FIG. 10 is a block diagram illustrating the use of a software instruction converter to convert binary instructions in a source ISA to binary instructions in a target ISA according to examples. In the illustrated example, the instruction converter is a software instruction converter, although alternatively the instruction converter may be implemented in software, firmware, hardware, or various combinations thereof. FIG. 10 shows a program in a high-level language 1002 may be compiled using a first ISA compiler 1004 to generate first ISA binary code 1006 that may be natively executed by a processor with at least one first ISA core 1016. The processor with at least one first ISA core 1016 represents any processor that can perform substantially the same functions as an Intel® processor with at least one first ISA core by compatibly executing or otherwise processing (1) a substantial portion of the first ISA or (2) object code versions of applications or other software targeted to run on an Intel processor with at least one first ISA core, in order to achieve substantially the same result as a processor with at least one first ISA core. The first ISA compiler 1004 represents a compiler that is operable to generate first ISA binary code 1006 (e.g., object code) that can, with or without additional linkage processing, be executed on the processor with at least one first ISA core 1016. Similarly, FIG. 10 shows the program in the high-level language 1002 may be compiled using an alternative ISA compiler 1008 to generate alternative ISA binary code 1010 that may be natively executed by a processor without a first ISA core 1014. The instruction converter 1012 is used to convert the first ISA binary code 1006 into code that may be natively executed by the processor without a first ISA core 1014. This converted code is not necessarily to be the same as the alternative ISA binary code 1010; however, the converted code will accomplish the general operation and be made up of instructions from the alternative ISA. Thus, the instruction converter 1012 represents software, firmware, hardware, or a combination thereof that, through emulation, simulation, or any other process, allows a processor or other electronic device that does not have a first ISA processor or core to execute the first ISA binary code 1006.

References to “one example,” “an example,” etc., indicate that the example described may include a particular feature, structure, or characteristic, but every example may not necessarily include the particular feature, structure, or characteristic. Moreover, such phrases are not necessarily referring to the same example. Further, when a particular feature, structure, or characteristic is described in connection with an example, it is submitted that it is within the knowledge of one skilled in the art to affect such feature, structure, or characteristic in connection with other examples whether or not explicitly described.

Moreover, in the various examples described above, unless specifically noted otherwise, disjunctive language such as the phrase “at least one of A, B, or C” or “A, B, and/or C” is intended to be understood to mean either A, B, or C, or any combination thereof (i.e., A and B, A and C, B and C, and A, B and C).

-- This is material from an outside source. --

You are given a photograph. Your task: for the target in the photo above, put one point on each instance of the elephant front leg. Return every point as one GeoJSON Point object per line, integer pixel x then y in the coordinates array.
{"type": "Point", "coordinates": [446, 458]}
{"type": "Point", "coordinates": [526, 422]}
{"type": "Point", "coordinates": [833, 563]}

The specification and drawings are, accordingly, to be regarded in an illustrative rather than a restrictive sense. It will, however, be evident that various modifications and changes may be made thereunto without departing from the broader spirit and scope of the disclosure as set forth in the claims.

Claims

1. An apparatus comprising:

execution circuitry to execute one or more instructions to access data at a memory address;

a plurality of cache memories, the plurality of cache memories including at least a first cache memory at a first level of a plurality of cache levels and at least a second cache memory at a second level of the plurality of cache levels; and

prefetcher circuitry, coupled to the execution circuit, the prefetcher circuitry to prefetch the data from a system memory to at least one of the plurality of cache memories, the prefetcher circuitry including: a first-level prefetcher to prefetch the data to the first cache memory; a second-level prefetcher to prefetch the data to the second cache memory; and a plurality of prefetch filters, wherein at least a first prefetch filter of the plurality of prefetch filters is to filter exclusively for the first-level prefetcher and at least a second prefetch filter of the plurality of prefetch filters is to maintain a history of demand and prefetch accesses to pages in the system memory and to use the history to provide training information to the second-level prefetcher.

2. The apparatus of claim 1, wherein the first-level prefetcher is a next line prefetcher.

3. The apparatus of claim 2, wherein the first prefetch filter is a bloom filter to filter out redundant prefetch requests generated by the next line prefetcher.

4. The apparatus of claim 1, wherein the first-level prefetcher is an instruction pointer prefetcher.

5. The apparatus of claim 4, wherein the first prefetch filter is to filter for the instruction pointer prefetcher based on stride magnitude.

6. The apparatus of claim 1, wherein the second-level prefetcher is an access map pattern matching prefetcher.

7. The apparatus of claim 6, wherein the second prefetch filter is to provide maps to the access map pattern matching prefetcher.

8. The apparatus of claim 1, wherein the second-level prefetcher is a stream prefetcher.

9. The apparatus of claim 8, wherein the second prefetch filter is to provide information to the stream prefetcher to determine whether to operate in a full-page mode.

10. A method comprising:

filtering, by a first prefetch filter, exclusively for a first prefetcher of a plurality of prefetchers, wherein the first prefetcher is to prefetch data from a system memory to a first cache memory at a first cache level of a plurality of cache levels;

maintaining, by a second prefetch filter, a history of demand and prefetch accesses to pages in the system memory; and

using, by the second prefetch filter, the history to provide training information to a second prefetcher of the plurality of prefetchers, wherein the second prefetcher is to prefetch data from the system memory to a second cache memory at a second cache level of the plurality of cache levels.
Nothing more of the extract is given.